2nd pictures the clear winner for me nelly


----------



## LairdOfLochaber (Aug 28, 2012)

I would so much love to live in this.


----------



## UrbanX (Aug 28, 2012)

Stunning. Great photos too, that's always tricky light in places like this!
I can almost smell it from here!


----------



## krela (Aug 28, 2012)

Polished pink granite ftw! That could look stunning if renovated.


----------



## Lucky Pants (Aug 28, 2012)

Nice pictures , could do with a mask with all that poo, there also a few trails of human poo comin from the other part .


----------



## LairdOfLochaber (Aug 28, 2012)

Isn't Sussex one of the most expensive parts of Britain?

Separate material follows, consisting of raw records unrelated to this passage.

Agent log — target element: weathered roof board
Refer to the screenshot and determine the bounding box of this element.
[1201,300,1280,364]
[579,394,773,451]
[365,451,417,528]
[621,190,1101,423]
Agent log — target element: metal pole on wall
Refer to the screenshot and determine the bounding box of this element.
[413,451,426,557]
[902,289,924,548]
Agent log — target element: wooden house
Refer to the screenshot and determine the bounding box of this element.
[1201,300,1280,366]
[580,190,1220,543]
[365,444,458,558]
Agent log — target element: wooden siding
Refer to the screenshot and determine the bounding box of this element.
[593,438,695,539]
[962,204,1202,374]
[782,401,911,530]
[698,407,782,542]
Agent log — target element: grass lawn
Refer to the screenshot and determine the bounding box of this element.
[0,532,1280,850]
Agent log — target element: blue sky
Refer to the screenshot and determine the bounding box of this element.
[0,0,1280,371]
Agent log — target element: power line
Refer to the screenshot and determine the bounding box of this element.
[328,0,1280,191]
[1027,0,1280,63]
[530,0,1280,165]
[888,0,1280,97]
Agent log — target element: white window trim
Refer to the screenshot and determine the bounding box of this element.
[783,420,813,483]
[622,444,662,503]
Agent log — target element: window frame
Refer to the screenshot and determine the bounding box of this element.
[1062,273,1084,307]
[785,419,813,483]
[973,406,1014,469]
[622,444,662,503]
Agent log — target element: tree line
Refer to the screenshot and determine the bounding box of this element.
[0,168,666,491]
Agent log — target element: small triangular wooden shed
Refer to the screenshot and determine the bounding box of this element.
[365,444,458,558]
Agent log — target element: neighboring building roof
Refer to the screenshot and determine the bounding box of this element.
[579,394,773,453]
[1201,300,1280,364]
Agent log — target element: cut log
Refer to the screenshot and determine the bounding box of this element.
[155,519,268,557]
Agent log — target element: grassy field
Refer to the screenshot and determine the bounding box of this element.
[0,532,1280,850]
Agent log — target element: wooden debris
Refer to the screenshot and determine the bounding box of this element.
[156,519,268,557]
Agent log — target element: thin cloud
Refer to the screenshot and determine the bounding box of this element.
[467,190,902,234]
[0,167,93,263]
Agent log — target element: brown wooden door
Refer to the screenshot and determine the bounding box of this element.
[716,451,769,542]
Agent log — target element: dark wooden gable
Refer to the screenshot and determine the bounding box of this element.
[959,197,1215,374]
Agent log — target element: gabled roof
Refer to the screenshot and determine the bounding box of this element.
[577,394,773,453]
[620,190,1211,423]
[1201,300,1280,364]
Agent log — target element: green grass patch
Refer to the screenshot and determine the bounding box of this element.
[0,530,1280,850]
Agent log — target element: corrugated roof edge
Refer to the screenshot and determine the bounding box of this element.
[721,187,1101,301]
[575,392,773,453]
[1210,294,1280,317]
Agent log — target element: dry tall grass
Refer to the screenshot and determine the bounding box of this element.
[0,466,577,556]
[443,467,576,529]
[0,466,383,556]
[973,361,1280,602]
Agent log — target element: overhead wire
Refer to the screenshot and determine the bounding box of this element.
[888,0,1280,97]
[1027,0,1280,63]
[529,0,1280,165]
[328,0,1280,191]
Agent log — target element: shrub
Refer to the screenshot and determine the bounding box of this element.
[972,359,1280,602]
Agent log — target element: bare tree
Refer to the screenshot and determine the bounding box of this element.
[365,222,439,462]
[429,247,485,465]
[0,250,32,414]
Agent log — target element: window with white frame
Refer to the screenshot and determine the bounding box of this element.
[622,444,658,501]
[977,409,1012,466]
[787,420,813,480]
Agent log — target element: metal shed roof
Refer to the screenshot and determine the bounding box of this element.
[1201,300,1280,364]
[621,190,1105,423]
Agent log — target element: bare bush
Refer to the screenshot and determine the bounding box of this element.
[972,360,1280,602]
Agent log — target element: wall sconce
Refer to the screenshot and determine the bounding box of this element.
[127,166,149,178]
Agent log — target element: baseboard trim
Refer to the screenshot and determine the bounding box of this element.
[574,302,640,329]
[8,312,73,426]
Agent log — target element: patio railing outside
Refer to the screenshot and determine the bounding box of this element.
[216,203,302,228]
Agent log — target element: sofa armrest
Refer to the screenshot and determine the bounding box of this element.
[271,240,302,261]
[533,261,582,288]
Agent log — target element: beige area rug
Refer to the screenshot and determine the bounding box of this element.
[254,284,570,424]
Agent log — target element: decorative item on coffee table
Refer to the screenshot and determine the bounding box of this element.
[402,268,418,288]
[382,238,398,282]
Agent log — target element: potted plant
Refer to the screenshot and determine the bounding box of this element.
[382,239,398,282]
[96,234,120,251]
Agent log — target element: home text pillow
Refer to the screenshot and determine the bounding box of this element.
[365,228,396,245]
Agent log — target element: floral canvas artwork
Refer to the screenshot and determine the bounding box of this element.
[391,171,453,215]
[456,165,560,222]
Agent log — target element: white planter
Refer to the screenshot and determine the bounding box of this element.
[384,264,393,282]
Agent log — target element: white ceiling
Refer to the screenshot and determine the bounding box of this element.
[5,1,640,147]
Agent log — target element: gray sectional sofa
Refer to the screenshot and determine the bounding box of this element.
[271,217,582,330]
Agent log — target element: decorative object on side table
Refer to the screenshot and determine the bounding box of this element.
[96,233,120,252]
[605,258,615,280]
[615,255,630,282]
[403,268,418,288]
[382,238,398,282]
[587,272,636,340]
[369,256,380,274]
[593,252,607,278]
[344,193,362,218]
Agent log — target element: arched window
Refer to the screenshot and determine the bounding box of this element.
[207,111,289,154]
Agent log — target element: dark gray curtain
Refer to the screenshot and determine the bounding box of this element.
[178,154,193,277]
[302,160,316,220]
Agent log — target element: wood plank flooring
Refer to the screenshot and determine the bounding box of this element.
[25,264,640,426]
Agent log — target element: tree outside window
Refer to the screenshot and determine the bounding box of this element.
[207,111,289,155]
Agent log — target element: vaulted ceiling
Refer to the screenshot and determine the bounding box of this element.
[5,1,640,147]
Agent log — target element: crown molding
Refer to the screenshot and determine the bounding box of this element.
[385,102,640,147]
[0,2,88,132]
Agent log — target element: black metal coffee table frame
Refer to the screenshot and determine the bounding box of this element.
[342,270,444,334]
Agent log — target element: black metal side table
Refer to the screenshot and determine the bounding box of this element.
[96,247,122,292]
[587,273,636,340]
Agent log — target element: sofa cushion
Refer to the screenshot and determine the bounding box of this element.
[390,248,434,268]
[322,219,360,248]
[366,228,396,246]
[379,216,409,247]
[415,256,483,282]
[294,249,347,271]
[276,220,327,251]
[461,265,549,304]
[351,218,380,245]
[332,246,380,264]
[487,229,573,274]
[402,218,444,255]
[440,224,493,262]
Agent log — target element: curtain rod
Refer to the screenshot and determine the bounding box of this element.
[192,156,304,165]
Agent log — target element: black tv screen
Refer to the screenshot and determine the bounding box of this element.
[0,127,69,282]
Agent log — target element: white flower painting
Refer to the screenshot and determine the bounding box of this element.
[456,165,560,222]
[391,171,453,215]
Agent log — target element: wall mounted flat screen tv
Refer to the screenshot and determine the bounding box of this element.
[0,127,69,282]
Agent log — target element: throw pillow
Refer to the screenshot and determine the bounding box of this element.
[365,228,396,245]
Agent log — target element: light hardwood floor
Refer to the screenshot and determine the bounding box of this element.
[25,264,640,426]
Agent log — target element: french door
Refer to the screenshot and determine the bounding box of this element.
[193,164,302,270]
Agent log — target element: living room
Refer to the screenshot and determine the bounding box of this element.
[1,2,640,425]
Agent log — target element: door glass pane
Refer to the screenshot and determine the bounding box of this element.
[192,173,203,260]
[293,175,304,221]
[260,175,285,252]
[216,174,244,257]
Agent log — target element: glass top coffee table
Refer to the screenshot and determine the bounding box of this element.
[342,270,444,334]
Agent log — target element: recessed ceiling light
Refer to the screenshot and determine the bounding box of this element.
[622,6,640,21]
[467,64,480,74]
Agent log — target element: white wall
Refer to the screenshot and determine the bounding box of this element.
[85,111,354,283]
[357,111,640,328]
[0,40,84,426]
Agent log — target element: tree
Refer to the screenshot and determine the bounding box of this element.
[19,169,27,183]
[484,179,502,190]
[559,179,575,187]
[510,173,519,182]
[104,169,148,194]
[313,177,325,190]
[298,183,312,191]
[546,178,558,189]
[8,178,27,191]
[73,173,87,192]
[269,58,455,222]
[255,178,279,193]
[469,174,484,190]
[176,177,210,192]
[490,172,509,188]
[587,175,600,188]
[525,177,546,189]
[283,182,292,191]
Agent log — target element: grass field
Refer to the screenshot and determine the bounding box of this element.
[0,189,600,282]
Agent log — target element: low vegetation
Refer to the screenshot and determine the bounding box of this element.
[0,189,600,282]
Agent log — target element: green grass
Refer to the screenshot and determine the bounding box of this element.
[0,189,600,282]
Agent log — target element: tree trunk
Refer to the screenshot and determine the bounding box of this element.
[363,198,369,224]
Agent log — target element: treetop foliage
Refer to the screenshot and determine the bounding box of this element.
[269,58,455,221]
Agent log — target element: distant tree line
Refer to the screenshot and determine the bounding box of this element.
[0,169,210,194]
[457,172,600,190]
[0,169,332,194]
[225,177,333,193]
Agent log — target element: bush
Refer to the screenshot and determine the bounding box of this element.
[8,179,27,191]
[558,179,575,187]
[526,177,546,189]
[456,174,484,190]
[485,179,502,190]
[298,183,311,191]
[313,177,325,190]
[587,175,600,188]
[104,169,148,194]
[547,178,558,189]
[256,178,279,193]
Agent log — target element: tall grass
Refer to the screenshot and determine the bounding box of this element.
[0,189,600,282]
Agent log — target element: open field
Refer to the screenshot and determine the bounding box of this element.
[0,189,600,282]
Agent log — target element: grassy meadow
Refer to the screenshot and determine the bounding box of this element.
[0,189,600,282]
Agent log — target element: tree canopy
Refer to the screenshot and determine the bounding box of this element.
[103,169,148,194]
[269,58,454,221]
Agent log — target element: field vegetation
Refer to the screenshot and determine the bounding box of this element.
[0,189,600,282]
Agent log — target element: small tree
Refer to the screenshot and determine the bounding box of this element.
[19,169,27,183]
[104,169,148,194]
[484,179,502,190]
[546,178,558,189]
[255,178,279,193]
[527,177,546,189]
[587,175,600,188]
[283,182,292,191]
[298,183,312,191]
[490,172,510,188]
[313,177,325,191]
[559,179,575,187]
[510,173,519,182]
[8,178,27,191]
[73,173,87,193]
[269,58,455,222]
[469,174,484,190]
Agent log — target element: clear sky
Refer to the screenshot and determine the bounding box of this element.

I'm surprised no one has bought this for conversion to housing.


----------



## Ninja Kitten (Aug 28, 2012)

brilliantly captured nel!


----------



## flyboys90 (Aug 29, 2012)

Some nice features there,thanks for sharing.


----------



## oldscrote (Aug 30, 2012)

Cracking report as ever Nelly,I guess you were doing 'the soft poo shuffle' in there


----------



## Ace247 (Aug 30, 2012)

Nice interior, looks like there are some nice features already missing, nice pics though..


----------



## TeeJF (Aug 30, 2012)

Lovely stuff.


----------